東京の寿司屋内装は、坪単価40万〜150万円が中央帯で、立ち食い・大衆系業態は40万〜60万円、大衆カウンター・回らない庶民派は55万〜80万円、カウンター江戸前寿司・お任せコース寿司は80万〜120万円、高級鮨割烹・銀座系は120万〜150万円超になる。坪単価のレンジが広いのは、板場(つけ場)造作グレード・客席カウンター素材・魚冷蔵設備の規模・個室造作の有無と遮音等級の4要素が業態ごとに大きく異なるためで、同じ「寿司屋」でも実態は別業態である。

項目 立ち食い・大衆 カウンター江戸前・お任せ 高級鮨割烹・銀座系
坪単価レンジ 40万〜80万円 80万〜120万円 120万〜150万円超
客席比率 50〜60% 45〜55% 40〜55%
板場(つけ場)比率 30〜40% 40〜50% 40〜50%
客単価帯(夜) 1,500〜4,000円 10,000〜25,000円 25,000〜60,000円超
個室・座敷 原則なし 2〜3室 3〜6室+プライベート
カウンター素材 メラミン・集成材 檜・もみの木・無垢一枚板 樹齢200年超の檜・桧木曽五木

寿司屋の坪単価は板場と客席カウンターで決まる

寿司屋は他の飲食業態と比べて板場(つけ場、カウンター内厨房)と客席カウンターの設計に予算が集中する。客席カウンターは無垢一枚板(檜・もみの木・桧木曽五木等)が定番で、樹齢200年超の檜であれば1mあたり40〜80万円、無塗装無垢であればワックス保護の手入れも継続コストになる。坪単価の差は内装デザインよりも、ほぼ板場の機能性+客席カウンター素材グレード+個室造作の有無で決まる。

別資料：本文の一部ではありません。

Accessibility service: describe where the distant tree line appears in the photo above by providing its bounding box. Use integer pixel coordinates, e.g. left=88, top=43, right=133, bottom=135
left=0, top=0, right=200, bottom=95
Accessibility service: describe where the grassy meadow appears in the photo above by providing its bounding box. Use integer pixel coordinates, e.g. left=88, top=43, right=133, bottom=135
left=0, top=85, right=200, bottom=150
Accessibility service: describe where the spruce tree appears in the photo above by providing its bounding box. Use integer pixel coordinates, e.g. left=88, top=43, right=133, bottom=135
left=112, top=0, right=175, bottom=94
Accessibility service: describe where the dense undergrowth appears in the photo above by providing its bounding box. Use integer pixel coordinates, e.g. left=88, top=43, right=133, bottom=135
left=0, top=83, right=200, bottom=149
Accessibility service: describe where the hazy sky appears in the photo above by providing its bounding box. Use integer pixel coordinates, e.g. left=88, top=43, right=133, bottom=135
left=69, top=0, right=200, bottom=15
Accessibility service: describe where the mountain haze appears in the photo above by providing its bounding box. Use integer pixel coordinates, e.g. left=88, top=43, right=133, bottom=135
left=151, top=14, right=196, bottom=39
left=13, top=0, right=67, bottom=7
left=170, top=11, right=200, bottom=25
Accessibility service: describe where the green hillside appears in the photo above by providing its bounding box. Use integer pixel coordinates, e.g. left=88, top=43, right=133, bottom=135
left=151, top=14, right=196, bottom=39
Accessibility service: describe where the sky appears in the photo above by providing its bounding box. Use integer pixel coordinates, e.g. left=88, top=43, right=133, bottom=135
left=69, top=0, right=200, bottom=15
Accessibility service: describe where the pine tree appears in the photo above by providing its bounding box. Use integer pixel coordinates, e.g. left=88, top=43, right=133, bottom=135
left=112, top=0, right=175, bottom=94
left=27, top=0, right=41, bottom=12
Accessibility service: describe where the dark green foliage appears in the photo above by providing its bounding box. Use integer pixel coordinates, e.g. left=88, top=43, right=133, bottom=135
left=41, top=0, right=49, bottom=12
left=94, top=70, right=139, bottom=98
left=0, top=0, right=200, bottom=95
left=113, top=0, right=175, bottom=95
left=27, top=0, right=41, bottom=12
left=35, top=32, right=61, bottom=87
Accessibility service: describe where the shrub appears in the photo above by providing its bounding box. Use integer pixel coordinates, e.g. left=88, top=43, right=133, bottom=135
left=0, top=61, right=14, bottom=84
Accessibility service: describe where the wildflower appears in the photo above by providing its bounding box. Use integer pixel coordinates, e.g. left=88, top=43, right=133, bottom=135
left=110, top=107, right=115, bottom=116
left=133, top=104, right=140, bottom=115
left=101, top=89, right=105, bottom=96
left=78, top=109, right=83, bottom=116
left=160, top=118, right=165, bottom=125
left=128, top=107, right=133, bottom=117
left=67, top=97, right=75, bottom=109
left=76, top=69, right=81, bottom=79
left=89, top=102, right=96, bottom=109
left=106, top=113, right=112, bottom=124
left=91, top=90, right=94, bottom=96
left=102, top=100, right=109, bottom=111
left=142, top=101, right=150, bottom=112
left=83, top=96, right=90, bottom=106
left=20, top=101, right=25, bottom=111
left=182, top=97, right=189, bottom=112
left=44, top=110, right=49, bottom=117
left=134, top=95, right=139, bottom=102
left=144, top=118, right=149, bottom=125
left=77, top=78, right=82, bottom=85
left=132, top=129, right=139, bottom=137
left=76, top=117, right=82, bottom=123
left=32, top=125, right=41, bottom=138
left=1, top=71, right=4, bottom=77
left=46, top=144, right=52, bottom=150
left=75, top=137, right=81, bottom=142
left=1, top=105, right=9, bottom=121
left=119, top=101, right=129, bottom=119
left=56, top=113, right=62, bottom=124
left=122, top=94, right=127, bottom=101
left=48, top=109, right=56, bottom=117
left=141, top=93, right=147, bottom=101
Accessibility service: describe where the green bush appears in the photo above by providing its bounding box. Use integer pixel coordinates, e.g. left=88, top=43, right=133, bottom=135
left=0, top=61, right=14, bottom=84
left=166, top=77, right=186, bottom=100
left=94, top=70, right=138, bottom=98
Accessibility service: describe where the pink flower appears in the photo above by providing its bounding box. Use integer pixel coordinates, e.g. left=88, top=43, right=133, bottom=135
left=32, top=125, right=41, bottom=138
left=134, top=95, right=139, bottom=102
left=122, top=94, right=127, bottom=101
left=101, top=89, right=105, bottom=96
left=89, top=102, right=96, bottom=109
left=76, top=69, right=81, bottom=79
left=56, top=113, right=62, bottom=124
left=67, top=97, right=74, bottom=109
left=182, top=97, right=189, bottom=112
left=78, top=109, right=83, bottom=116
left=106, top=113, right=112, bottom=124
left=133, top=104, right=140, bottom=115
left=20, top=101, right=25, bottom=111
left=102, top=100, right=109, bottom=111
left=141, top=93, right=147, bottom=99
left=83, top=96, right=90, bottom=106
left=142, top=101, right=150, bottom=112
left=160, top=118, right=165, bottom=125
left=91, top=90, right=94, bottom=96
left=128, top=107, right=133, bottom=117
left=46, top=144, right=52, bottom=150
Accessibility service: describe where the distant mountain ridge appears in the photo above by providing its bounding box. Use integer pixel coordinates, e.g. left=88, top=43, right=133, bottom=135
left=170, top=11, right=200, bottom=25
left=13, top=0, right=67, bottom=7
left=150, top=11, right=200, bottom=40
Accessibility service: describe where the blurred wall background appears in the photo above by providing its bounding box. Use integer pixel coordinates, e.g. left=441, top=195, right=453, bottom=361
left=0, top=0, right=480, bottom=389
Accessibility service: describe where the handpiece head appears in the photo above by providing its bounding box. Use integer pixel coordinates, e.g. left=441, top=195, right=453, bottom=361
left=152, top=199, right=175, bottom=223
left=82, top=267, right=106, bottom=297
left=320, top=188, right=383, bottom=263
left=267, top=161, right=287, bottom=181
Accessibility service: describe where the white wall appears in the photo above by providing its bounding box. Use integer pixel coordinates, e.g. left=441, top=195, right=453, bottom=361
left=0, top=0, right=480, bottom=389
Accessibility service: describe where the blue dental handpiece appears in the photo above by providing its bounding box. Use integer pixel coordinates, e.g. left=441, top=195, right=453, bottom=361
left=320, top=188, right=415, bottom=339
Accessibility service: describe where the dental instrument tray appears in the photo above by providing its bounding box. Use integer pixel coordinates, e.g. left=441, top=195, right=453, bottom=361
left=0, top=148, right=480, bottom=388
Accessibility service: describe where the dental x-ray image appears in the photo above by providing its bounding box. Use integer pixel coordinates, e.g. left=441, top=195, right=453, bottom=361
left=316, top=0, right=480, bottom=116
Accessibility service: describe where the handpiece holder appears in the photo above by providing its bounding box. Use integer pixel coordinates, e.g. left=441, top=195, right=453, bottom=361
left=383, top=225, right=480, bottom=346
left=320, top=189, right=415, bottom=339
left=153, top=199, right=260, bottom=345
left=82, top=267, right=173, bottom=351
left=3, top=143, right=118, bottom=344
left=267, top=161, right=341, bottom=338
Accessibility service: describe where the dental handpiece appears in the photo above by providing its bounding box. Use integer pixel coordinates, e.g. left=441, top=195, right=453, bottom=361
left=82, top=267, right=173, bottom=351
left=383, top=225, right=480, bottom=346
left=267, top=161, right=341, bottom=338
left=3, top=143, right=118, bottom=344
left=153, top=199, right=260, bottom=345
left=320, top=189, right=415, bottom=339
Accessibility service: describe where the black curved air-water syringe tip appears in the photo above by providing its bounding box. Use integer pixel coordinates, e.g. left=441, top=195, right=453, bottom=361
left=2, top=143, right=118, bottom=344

5業態別の坪単価と特徴(立ち食い・大衆・江戸前・お任せ・高級鮨割烹)

寿司屋を「立ち食い・大衆系」「大衆カウンター・回らない庶民派」「カウンター江戸前寿司」「お任せコース寿司」「高級鮨割烹・銀座系」の5業態に分けて、それぞれの設計の重心と費用構造を整理する。同じ売上規模でも業態ごとに必要設備と内装の重心が大きく異なるため、開業初期の業態決定がそのまま投資効率を左右する。

① 立ち食い・大衆系(坪単価40万〜60万円)

🍣 立ち食い・大衆系の特徴

坪単価:40万〜60万円/客単価(夜):1,500〜3,000円/客席比率:60〜75%(立ち席カウント)
設計の重心:5〜10坪の小規模物件、立ち客主体の高密度レイアウト。装飾は最小限に抑えてカウンター+ネタケースで「寿司屋感」を演出する。回転率(1人20〜40分)の最大化が前提のため、券売機を入口に設置して注文・配膳・退出の動線を直線化。立地は新橋・神田・有楽町・浅草等の駅前繁華街に多い。
厨房スペック:板場は最低限の幅(2〜3m)、寿司ネタケース(ガラスショーケース)、業務用冷蔵冷凍ストッカー、シャリ用炊飯器(業務用大型)、酢飯保温器、シャリ盛り台。電気容量は40〜60A、ガスは標準メーターで足りる。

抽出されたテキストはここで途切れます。